Northwestern, Tennessee look to further momentum in Outback Bowl
While more people will watch the Michigan State-Alabama College Football Playoff game the previous day, this Big Ten-SEC matchup between Northwestern and Tennessee will also be worth your time.
If you boil the year down, neither team can be extremely disappointed about their season. Northwestern spoiled Stanford’s playoff campaign on the first day of the season and Tennessee played close games against Alabama and Oklahoma; both were expected to blow them out. Before the Wildcats and Volunteers look forward to 2016, they first must determine who will be more satisfied about their 2015 campaigns.
This is expected to be an old-school game with defenses and run games taking the forefront, rather than quarterbacks passing for 400 yards in spread offenses. Tennessee has eight different defenders who graded out above +3.0 on the season, while Northwestern has 10 such players. Stopping the Tennessee running game will be the key factor in determining the winner of the Outback Bowl. The Volunteers average 223.5 yards on the ground this season while Northwestern only yields 117.8 rushing yards per game.
Players to watch
Tennessee’s Alvin Kamara
Although Jalen Hurd is the primary running back on the Tennessee offense, Kamara is considered the more dangerous one. Kamara has been the third most elusive running back in the SEC behind only Leonard Fournette and Stanley Williams, forcing 23 missed tackles on runs and another 12 on receptions. Kamara’s skills in the passing game are also shown by the fact that he’s dropped only one of his 34 catchable targets and his 2.71 yards per route run is second in the nation only to Stanford superstar Christian McCaffrey.
Tennessee’s Derek Barnett
There is a very good chance that Barnett will be the best player on the field in this game as he earned the second-highest overall grade among 4-3 defensive ends in the nation behind only Ohio State’s Joey Bosa. Barnett had the second-best pass rushing productivity rating among 4-3 defensive ends in the SEC and recorded the most total pressures among his peers with 56 (nine sacks, 10 hits and 37 hurries).

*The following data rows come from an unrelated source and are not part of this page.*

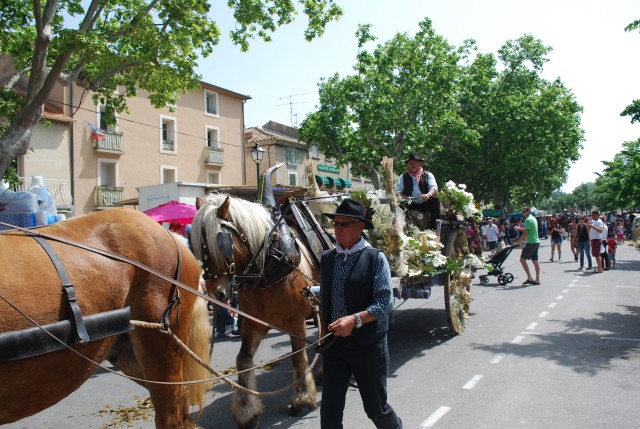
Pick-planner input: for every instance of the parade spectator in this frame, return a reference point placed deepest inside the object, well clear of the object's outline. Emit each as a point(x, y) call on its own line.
point(483, 236)
point(620, 233)
point(474, 239)
point(530, 251)
point(421, 186)
point(604, 237)
point(572, 237)
point(507, 231)
point(595, 227)
point(556, 238)
point(355, 281)
point(492, 233)
point(612, 245)
point(583, 242)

However, Barnett is more than a steady pass rusher; he’s an asset against the run as well. His 24 run stops were tied for second-most among 4-3 defensive ends in his conference.
Northwestern’s Justin Jackson
It is not easy to highlight anyone from the Northwestern offense because the entire unit has struggled all season. Jackson actually gets the nod here because of his freshman year than his 2015 season. In 2014, Jackson forced 64 missed tackles, which was more than that of future NFL products David Cobb, Ameer Abdullah or T.J. Yeldon, among others. Furthermore, Jackson did not have a single fumble in his freshman season compared to three this year. The Wildcats would really benefit from the old Jackson in 2016 and we can hope that we will see that as a springboard on New Year’s Day.
Northwestern’s Dean Lowry
Lowry has been one of the most versatile 4-3 defensive ends in the Big Ten this season. While the four sacks he recorded can be deceiving, Lowry has been a lot more disruptive than what the stats indicate. His 33 quarterback hurries were tied for fourth-most in the conference. Finishing plays and turning these pressures into hits and sacks, however, have certainly been a problem for Lowry. What has not been a problem for Lowry is stopping the run. In 2015, He recorded 28 solo tackles on run plays and missed just two tackles all season. His run stop percentage of 9.7 percent led all 4-3 defensive ends in the Big Ten and he will be much needed against Tennessee’s rushing attack.
With the way they have been playing this season, Jackson would need to have a very strong game at running back for the Northwestern offense to be a factor. As a result, I expect Tennessee’s running back duo of Kamara and Hurd to run away with this game.